🤖 AI Summary
This work addresses the challenge of jointly achieving reliable maritime communication and environmental sensing by proposing an integrated satellite-terrestrial communication and sensing system. Leveraging coordinated operation between low Earth orbit (LEO) satellites and ground base stations, the system utilizes shared radio-frequency signals to simultaneously deliver communication services and perform target sensing. The key innovation lies in the first-time application of differential evolution algorithms to satellite-terrestrial cooperative sensing, coupled with a unified optimization framework that jointly enhances communication and sensing performance through coordinated beamforming. This framework maximizes the aggregate user data rate while satisfying constraints on localization accuracy and transmit power. Simulation results demonstrate that the proposed approach significantly outperforms existing baseline schemes in both positioning accuracy and achievable throughput.
📝 Abstract
Joint communication and sensing has been a key technology in 6G. By integrating sensing into maritime communications, ships can communicate with the base station while sensing the surrounding environment to ensure safe navigation. In this paper, we introduce an integrated satellite-terrestrial maritime system (ISTMS) with joint communication and sensing based on the same radio-frequency signals. Specifically, the terrestrial base station (TBS) and low Earth orbit (LEO) satellite provide communication services for near-shore users (NSUs) and off-shore users (OSUs), respectively, while simultaneously performing target sensing.

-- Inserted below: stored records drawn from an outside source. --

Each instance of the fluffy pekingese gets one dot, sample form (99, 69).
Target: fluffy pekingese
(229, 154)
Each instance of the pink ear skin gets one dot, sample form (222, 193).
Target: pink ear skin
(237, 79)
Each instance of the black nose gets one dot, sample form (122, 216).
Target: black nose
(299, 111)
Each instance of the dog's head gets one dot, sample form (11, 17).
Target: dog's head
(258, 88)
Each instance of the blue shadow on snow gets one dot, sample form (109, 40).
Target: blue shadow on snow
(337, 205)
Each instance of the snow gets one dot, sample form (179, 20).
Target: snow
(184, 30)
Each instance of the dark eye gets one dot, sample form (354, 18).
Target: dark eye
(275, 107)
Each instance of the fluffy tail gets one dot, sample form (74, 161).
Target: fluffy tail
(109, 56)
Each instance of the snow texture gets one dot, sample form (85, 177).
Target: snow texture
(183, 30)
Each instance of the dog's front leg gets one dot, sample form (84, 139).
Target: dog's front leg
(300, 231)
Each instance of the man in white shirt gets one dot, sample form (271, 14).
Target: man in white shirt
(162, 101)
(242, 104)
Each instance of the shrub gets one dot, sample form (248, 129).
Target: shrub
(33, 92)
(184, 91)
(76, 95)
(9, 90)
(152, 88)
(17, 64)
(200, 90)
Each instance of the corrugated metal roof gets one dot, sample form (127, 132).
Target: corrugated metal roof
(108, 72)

Based on a differential evolution method (DE), we propose a sensing algorithm, which can enhance the location accuracy and reduce resource consumption. Furthermore, we derive the key performance metrics for both communication and sensing. Through joint beamforming optimization of the TBS and LEO satellite, we maximize the sum rate of maritime users while satisfying target localization accuracy requirements and transmit power constraints. Finally, extensive simulation results demonstrate the effectiveness of the proposed algorithms in terms of location accuracy and transmission rate compared with the baseline algorithms.